Preheat your oven to 375°F. In a large pot over medium heat, combine the softened cream cheese and ranch dressing, stirring frequently until completely smooth and well combined, about 3-4 minutes. The cream cheese should melt seamlessly into the dressing without any lumps. I like to use a whisk here to break up any remaining cream cheese chunks and create a silky base for the dip.
While the cream cheese mixture heats, combine the shredded chicken and hot sauce in a separate bowl, stirring until every piece of chicken is well coated. This ensures even distribution of flavor throughout the dip. I always taste a small piece at this stage to make sure the heat level is right for your crowd—you can add more hot sauce if you want it spicier.

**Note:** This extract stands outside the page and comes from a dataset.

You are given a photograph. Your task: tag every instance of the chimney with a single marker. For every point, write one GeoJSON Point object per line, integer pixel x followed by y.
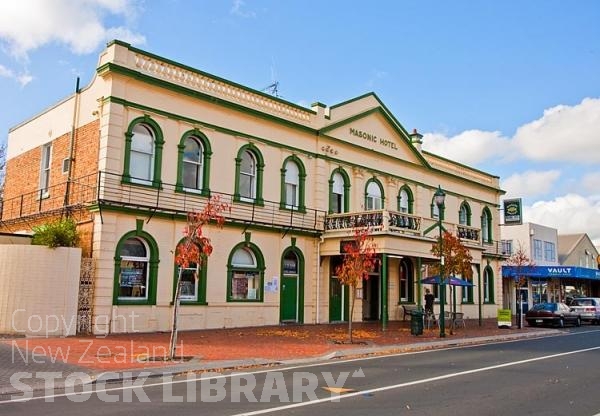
{"type": "Point", "coordinates": [416, 139]}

Pour the hot sauce and chicken mixture from Step 2 into the cream cheese base from Step 1, stirring until fully incorporated. Add the garlic powder, then fold in the shredded cheddar cheese and crumbled blue cheese, mixing until everything is evenly distributed. The combination of sharp cheddar and tangy blue cheese creates the signature buffalo dip flavor profile.
Transfer the entire dip mixture to a baking dish (9x13 inch or similar size works well) and bake at 375°F for 25 minutes until the mixture is heated through and begins to bubble around the edges. The dip should be hot and creamy but not yet browned on top.
Remove the dip from the oven and generously sprinkle the remaining shredded cheddar cheese over the top to create a golden, melted crust. Return to the oven and bake for another 5-10 minutes until the cheese is melted and lightly golden on top.
Remove the dip from the oven and let it rest for 10 minutes—this allows the sauce to set slightly so it holds together better when scooped. Transfer to a serving bowl or leave in the baking dish, and serve warm with celery sticks, crackers, or tortilla chips for dipping.